Monday, 22 September 2014

Thank You for Smoking

Thank You for Smoking
Thank You for Smoking
Christopher Buckley
"Nick Naylor is just a regular guy trying to earn a living. In these neo-puritanical times, it's a challenge to defend the rights of smokers and a privilege to promote their liberty. Sure, it hurts a little when you're compared to Nazi war criminals, but Nick's just doing what it takes to pay the mortgage and put his son through school. As chief propagandist for the tobacco industry he can handle the insults from the antismoking zealots, but death threats are a different matter. Someone wants to prove just how hazardous smoking can be - and if Nick isn't careful, he's going to be stubbed out."

   This is a book I’ve wanted to read for some time now. I’m a massive fan of Jason Reitman’s film adaptation, starring Aaron Eckhart and knew that if the film’s style was lifted faithfully from the novel that I’d be in for a hell of a read. I wasn’t disappointed.

   Thank You for Smoking is the story of Nick Naylor, America’s most hated man. Nick works as a lobbyist for a huge tobacco research corporation, where he spends his days defending cigarette companies on TV while trying to come up with ways of getting smokes into more customer’s hands.

   Nick is a fantastic character. He never presented as either a two dimensional villain or a shining white knight in the middle of an evil company. Buckley manages to write him as sympathetic but deeply flawed. Through promoting and selling cigarettes he knows he’s responsible for the deaths of thousands of people, but he has a family to provide for, a mortgage to pay. He doesn’t approach his job without regrets but is never so cut up about his involvement with tobacco that he gives it up.
   Buckley makes the character work by making Naylor himself aware of this duplicity. Through his narration we see that even he doesn’t know where he sits on this issue. Part of him knows he’s a scumbag but part of him really thinks he’s doing the right thing.

   The standout scenes for me are the diner scenes featuring the MOD squad, a group made up of Nick and his two friends, both lobbyists for Alcohol and Firearms respectively, the groups name, an acronym for Merchants of Death.
    These scenes show of Buckley’s skills with dialogue as the group help each other prep for upcoming conventions and TV appearances. The way they speak to each other, joking about the latest fatality figures for their respective industries and coming up with deliberately offensive ad campaigns is absolutely hilarious and makes for some of the most memorable conversations in the novel.
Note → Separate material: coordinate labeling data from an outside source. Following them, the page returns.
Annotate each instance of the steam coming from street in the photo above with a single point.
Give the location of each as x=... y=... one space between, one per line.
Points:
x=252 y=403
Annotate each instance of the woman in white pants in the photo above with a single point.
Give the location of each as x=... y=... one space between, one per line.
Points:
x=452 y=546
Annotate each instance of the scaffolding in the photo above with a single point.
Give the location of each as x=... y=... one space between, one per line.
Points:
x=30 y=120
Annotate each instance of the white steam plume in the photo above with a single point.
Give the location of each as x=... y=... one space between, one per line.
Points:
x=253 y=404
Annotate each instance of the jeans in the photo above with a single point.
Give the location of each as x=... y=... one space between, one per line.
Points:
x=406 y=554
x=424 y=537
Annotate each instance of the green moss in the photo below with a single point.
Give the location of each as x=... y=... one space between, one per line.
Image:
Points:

   The satire in the novel is spot on. Buckley presents the tobacco industry as ruthless and soulless but refrains from ever telling you outright that their simply evil. Some of the books contents, including Nick being made the head of an anti-smoking ad campaign that his boss stresses “Shouldn’t be too convincing”, to the higher ups rejoicing at the news that smoking is on the rise in China meaning a huge spike in customers, could make for some uncomfortable reading if they weren’t backed up by ridiculous (but almost certainly realistic) ideas like negotiating a tie-in cigarette brand to go with a big upcoming sci-fi movie and workshopping ideas on how to make the skull and crossbones, that the government have said must be put on all packets, appealing to housewives.
   The result is a vision of the Tobacco industry as heartless but idiotic which is probably pretty close to the truth.

   This is a book that could have so easily gone wrong, in the hands of a lesser writer it almost certainly would have, but Buckley manages to balance the satire in a way that never feels too preachy but also never paints the cigarette industry as heroes. There are a few plot threads that don’t run quite as well as others, but overall it’s an intelligent and very funny novel. I can’t believe it’s taken me so long to finally get around to reading it and I can’t wait to read Buckley’s other books.